There is a fine line between the high quality software engineer and mild autism. Ever watch 'Rain Man' or 'A Beautiful Mind' and think - hey that guy would be a BAD ASS developer ...

Helps to be able to think in 6+ dimensions when you are cracking codes, and a photographic memory helps too.

I should probably post this as an AC - last thing I need is the CIA / NSA figuring out what I am capable of :p

--
Glonoinha the MebiByte Slayer
Simple by splattertrousers · 2003-02-20 10:53 · Score: 5, Funny

Suppose you are listening to a transmission and you receive the following: 'sdjek dYqkP 1Nt$% GGl9) MHrYD +++' How do you know how the message has been encrypted?
First you djc,s dk%33R +++ (110), then you sD##N KDL:: Ds03k -332+. From there, it's a trivial matter of just 3!Wop mclDI a002g a!22# with the sklj3 V3iia aq@@1 +1867 -5309.
Duh.
Homeland Security by lostindenver · 2003-02-20 10:57 · Score: 3, Insightful

If You are an american even posting this is probably a violation of some 4 letter acronym or terrorist prevention law. I mean why not just ask how to make a model rocket why dont ya.
Learn about the traffic. by rjh · 2003-02-20 11:03 · Score: 3, Insightful

Stop thinking about the encrypted bits. Start thinking about who sent these bits and who these bits were sent to. Think about the application which created the data. Think about what purpose the data is going to be used.

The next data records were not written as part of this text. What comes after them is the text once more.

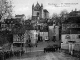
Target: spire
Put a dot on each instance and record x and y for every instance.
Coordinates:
(41, 5)
(33, 5)
(37, 5)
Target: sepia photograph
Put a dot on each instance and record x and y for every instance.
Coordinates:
(39, 30)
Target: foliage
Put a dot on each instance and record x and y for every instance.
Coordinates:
(5, 9)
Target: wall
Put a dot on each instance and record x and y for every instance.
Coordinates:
(51, 32)
(70, 37)
(44, 35)
(57, 32)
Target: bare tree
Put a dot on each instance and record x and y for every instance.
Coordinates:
(5, 9)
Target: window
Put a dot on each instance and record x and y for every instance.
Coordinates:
(37, 13)
(78, 36)
(67, 37)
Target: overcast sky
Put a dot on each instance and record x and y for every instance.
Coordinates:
(53, 6)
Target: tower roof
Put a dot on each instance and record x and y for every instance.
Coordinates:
(37, 6)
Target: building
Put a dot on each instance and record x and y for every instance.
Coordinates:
(38, 12)
(71, 32)
(20, 18)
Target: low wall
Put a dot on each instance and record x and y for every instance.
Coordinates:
(66, 46)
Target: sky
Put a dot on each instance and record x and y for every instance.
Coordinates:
(53, 6)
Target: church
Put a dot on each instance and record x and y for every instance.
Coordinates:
(38, 12)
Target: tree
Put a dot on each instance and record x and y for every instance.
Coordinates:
(5, 9)
(63, 15)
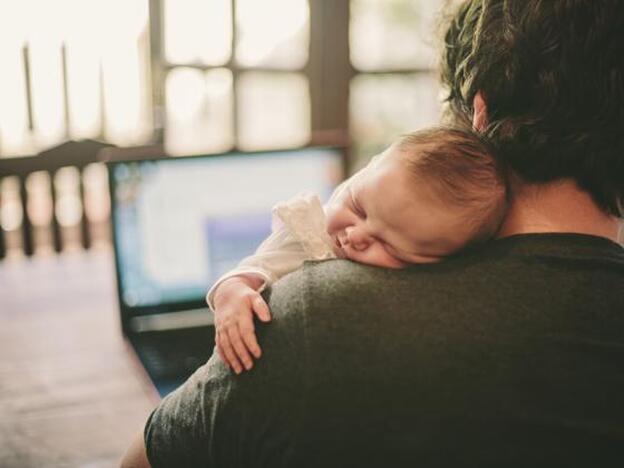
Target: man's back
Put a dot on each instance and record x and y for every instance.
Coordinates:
(510, 356)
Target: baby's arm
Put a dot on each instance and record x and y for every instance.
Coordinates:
(235, 297)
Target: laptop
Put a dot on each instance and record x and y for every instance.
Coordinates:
(179, 223)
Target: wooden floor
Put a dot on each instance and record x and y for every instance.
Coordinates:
(71, 394)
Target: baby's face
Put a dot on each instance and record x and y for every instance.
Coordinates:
(383, 217)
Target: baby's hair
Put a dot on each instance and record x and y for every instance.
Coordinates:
(461, 168)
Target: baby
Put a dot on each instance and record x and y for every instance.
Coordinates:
(429, 195)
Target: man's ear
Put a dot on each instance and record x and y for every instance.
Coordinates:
(479, 116)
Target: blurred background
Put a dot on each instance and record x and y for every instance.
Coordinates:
(194, 77)
(199, 76)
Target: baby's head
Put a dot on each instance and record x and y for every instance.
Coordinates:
(432, 193)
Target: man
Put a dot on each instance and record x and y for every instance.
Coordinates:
(509, 356)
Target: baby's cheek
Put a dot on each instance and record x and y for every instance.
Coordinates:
(333, 222)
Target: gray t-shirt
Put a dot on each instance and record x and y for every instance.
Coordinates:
(509, 356)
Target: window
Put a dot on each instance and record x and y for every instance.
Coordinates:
(234, 74)
(73, 69)
(394, 89)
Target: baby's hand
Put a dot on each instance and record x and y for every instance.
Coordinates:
(235, 302)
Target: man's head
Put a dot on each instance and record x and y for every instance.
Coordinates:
(552, 76)
(430, 194)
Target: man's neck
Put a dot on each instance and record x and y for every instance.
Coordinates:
(556, 207)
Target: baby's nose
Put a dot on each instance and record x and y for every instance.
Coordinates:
(357, 238)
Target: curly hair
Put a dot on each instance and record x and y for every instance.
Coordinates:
(552, 75)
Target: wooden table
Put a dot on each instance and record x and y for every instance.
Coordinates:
(71, 392)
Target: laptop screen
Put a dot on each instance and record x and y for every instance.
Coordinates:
(180, 223)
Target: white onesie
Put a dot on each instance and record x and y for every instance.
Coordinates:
(299, 233)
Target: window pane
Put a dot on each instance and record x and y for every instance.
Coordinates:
(124, 62)
(273, 110)
(198, 31)
(199, 111)
(396, 34)
(272, 33)
(14, 133)
(47, 91)
(382, 107)
(83, 89)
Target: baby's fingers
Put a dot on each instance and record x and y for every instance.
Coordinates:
(239, 348)
(261, 308)
(248, 336)
(226, 350)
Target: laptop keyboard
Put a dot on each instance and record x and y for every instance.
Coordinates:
(174, 354)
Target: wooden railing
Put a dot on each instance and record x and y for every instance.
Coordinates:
(34, 198)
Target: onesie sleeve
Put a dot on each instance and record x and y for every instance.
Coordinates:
(298, 234)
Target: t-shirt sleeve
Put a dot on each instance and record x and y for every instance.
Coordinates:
(217, 418)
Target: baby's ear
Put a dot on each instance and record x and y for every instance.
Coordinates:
(479, 116)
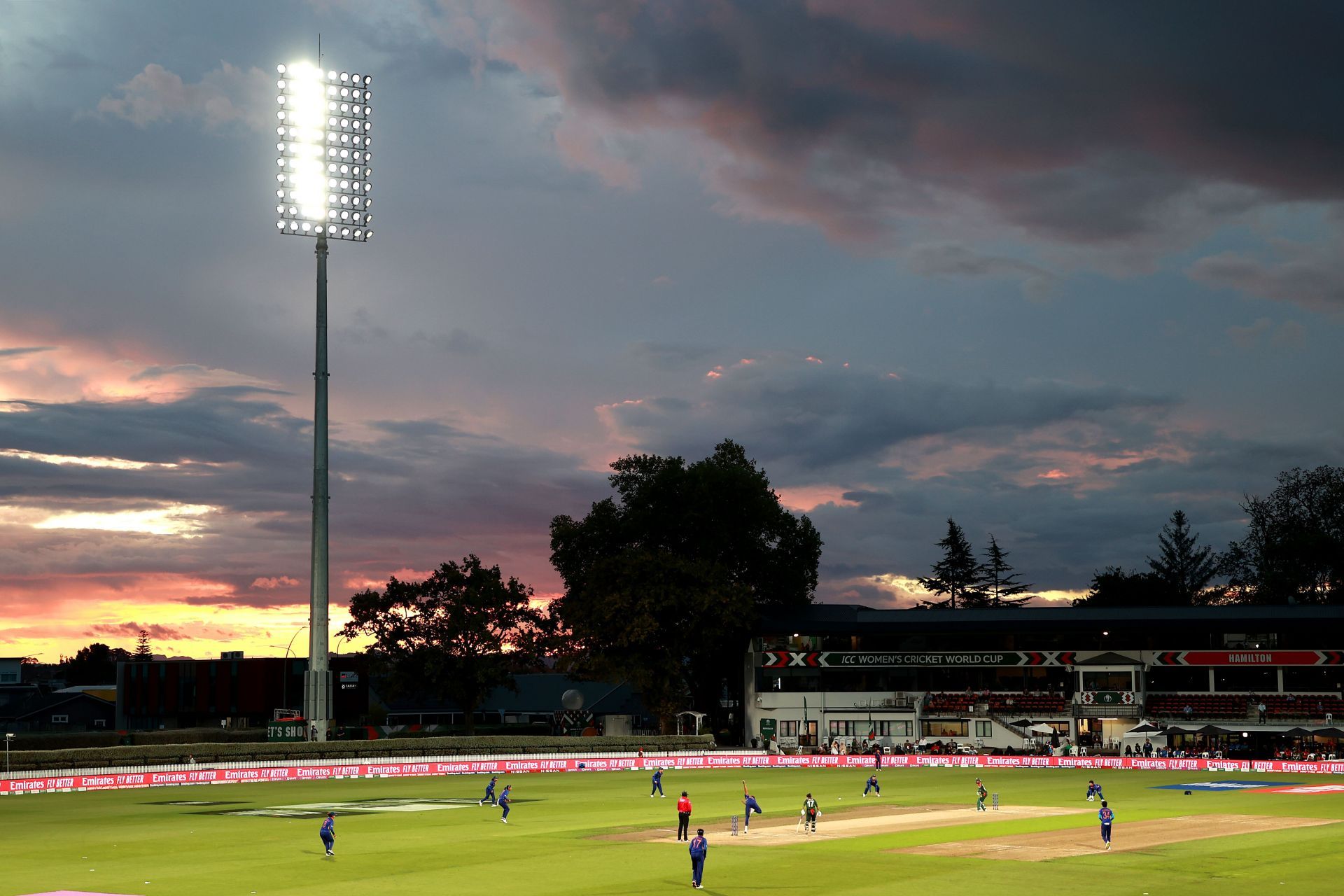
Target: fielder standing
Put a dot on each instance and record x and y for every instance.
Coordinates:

Once you have this information, you'll be much better equipped to figure out what the basic structure underpinning the cipher is. For instance, if the data is part of a realtime encrypted stream, I'd think "stream cipher" and look at RC4 or SEAL. If the data's part of a pen-and-paper arrangement with all values mod 26, I'd think "Solitaire". If the data's a pen-and-paper arrangement meant for communicating between two deep-cover espionage agents, I'd think "one-time pad". If the data's something pulled off a disk drive, I'd think of Matt Blaze's ECB+OFB algorithm. Etc.

What it boils down to is, this question is pretty arbitrary. Very rarely will you have no metainformation about the plaintext. Seek out as much metainformation as you can, and use the metainformation to make educated guesses, cribs, etc.
Code breaking by crmartin · 2003-02-20 11:08 · Score: 3, Interesting

Here's a partial answer:

(1) there is always the possibility that you simply won't. In fact, a properly used one time pad cipher is indistinguishable from noise. It's also a major pain in the ass to use, because you must somehow transmit as many bits of key as you want to send bits of message, and your one-time pad is only as good as your method of transmitting the key.

(2) If there is some kind of message in the signal and a cipher is involved other than a one-time pad or something isomorphic to one, then there will be some degree of redundancy in it. This is a theorem of information theory. Statistical measures will eventually reveal that the redundancy exists.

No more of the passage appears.